Now however, Georgia lawmakers want to fix this 200-year-old mistake, moving the boundary back into the middle of the river. Why now? Well, even a piece of a river looks pretty good when you're caught in a record drought.
(COMMERCIAL BREAK)
FOREMAN: Well, it's time to take a ride on the fast track, where we tell you everything you really need to know to follow the next week in politics. And who better to do that than CNN senior political analyst Bill Schneider, who joins us. And we start off not talking about Super Tuesday, but next Tuesday, which we might call ruby Tuesday. Why does it matter?
UNIDENTIFIED MALE: It matters because Hillary Clinton wants to make the point that she's still showing some fight. The momentum has been with Obama, but she's going to make a stand in Wisconsin. At the last minute, she decided to go there. And she's sending her daughter Chelsea to Hawaii, which is Barack Obama's native state, to show she can fight him there, too.
FOREMAN: Two days later, we're going to have another debate right here on CNN in Austin, Texas. Boy, both of these candidates have been getting much more chippy lately. We are we going to see?
SCHNEIDER: What have they got left to fight about? They fought about just about everything on their agendas. Well, they can fight about the rules for the Democratic convention. What role will the super delegates play? Will Michigan and Florida be seated? That could be a tough fight.
(BEGIN VIDEO CLIP)
FOREMAN: The Democrats are still fighting a two front war right now. They're fighting each other and they're fighting John McCain. What do we expect to come out of that?

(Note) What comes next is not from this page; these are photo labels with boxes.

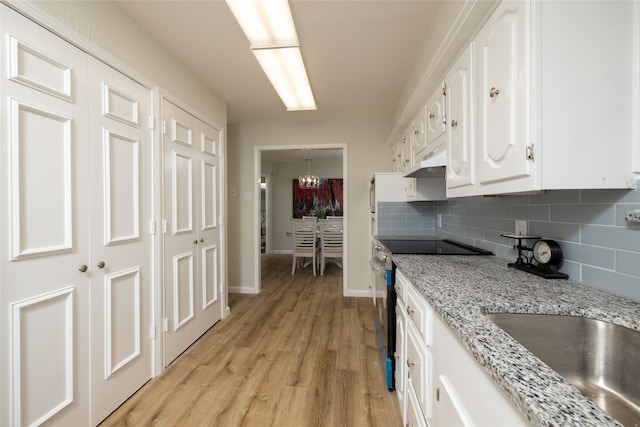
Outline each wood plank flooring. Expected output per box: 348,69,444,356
101,255,402,427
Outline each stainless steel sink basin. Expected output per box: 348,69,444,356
486,313,640,426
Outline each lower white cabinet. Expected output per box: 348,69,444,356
395,270,527,427
429,315,528,427
395,271,433,426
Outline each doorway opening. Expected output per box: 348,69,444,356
253,144,348,294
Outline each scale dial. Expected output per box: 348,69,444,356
532,239,562,265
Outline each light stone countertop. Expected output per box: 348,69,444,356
393,255,640,427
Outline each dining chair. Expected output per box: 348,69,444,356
318,218,344,276
291,218,320,276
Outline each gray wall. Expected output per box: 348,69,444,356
378,190,640,301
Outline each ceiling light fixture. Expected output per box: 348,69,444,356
226,0,317,111
298,154,320,190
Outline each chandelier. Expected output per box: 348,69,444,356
298,157,320,190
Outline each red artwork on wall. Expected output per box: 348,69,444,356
293,178,343,218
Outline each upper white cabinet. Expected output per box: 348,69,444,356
411,107,429,165
411,82,447,166
458,1,640,196
474,2,534,191
425,82,447,153
445,45,475,197
393,128,412,172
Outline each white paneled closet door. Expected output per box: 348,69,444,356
0,5,92,426
0,5,153,426
89,58,153,425
162,99,222,366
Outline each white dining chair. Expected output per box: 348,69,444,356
291,218,320,276
318,219,344,276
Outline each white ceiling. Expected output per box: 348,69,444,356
116,0,438,124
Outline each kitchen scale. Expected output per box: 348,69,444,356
501,234,569,279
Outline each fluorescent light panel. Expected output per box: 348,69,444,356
253,47,316,111
226,0,317,111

SCHNEIDER: Well, we expect to see Barack Obama, who's now slightly the front runner in delegates. Suddenly, he's got a war going on with McCain over lobbying with the rules and who took money from whom. And he's also still got to fight Hillary Clinton. So he's fighting a two- front war.
FOREMAN: So what about Mike Huckabee? This is the remaining question. He can't win right now from all indications. I suppose if you hang around and something bad happens to McCain, he gets in there. But otherwise it's just a slow drip, drip. When is that faucet going to get turned off?
SCHNEIDER: Well, the rumors are Texas will be the last stand. That's the Alamo scenario. He'll make his last stand in Texas. And if McCain gets the majority of the delegates by then, Huckabee will have to throw in the towel. He says he'll get out when McCain has the majority. And not until then... FOREMAN: The secret is in the timing. Just like it is with comedy. And we check in now on the late night laughs this week to see how the politicians fared.
(BEGIN VIDEO CLIP)
CONAN O'BRYAN: After John McCain swept yesterday's primaries, he purposely stole a line Barack Obama's been using. I'm fired up and ready to go.
Yes, when Obama heard this, he stole a line McCain's been using. I'm old and not sure where I am.
JON STEWART: So one needs a miracle. The fire wall. Mike Huckabee basically very close to McCain. He's Jesus and Hillary Clinton blown out three times in a row. All she needs is an IT guy.
JAY LENO: I guess Bill bought Hillary a dozen roses for Valentines Day. And it turns out seven of the roses were committed to Michelle Obama. Yes.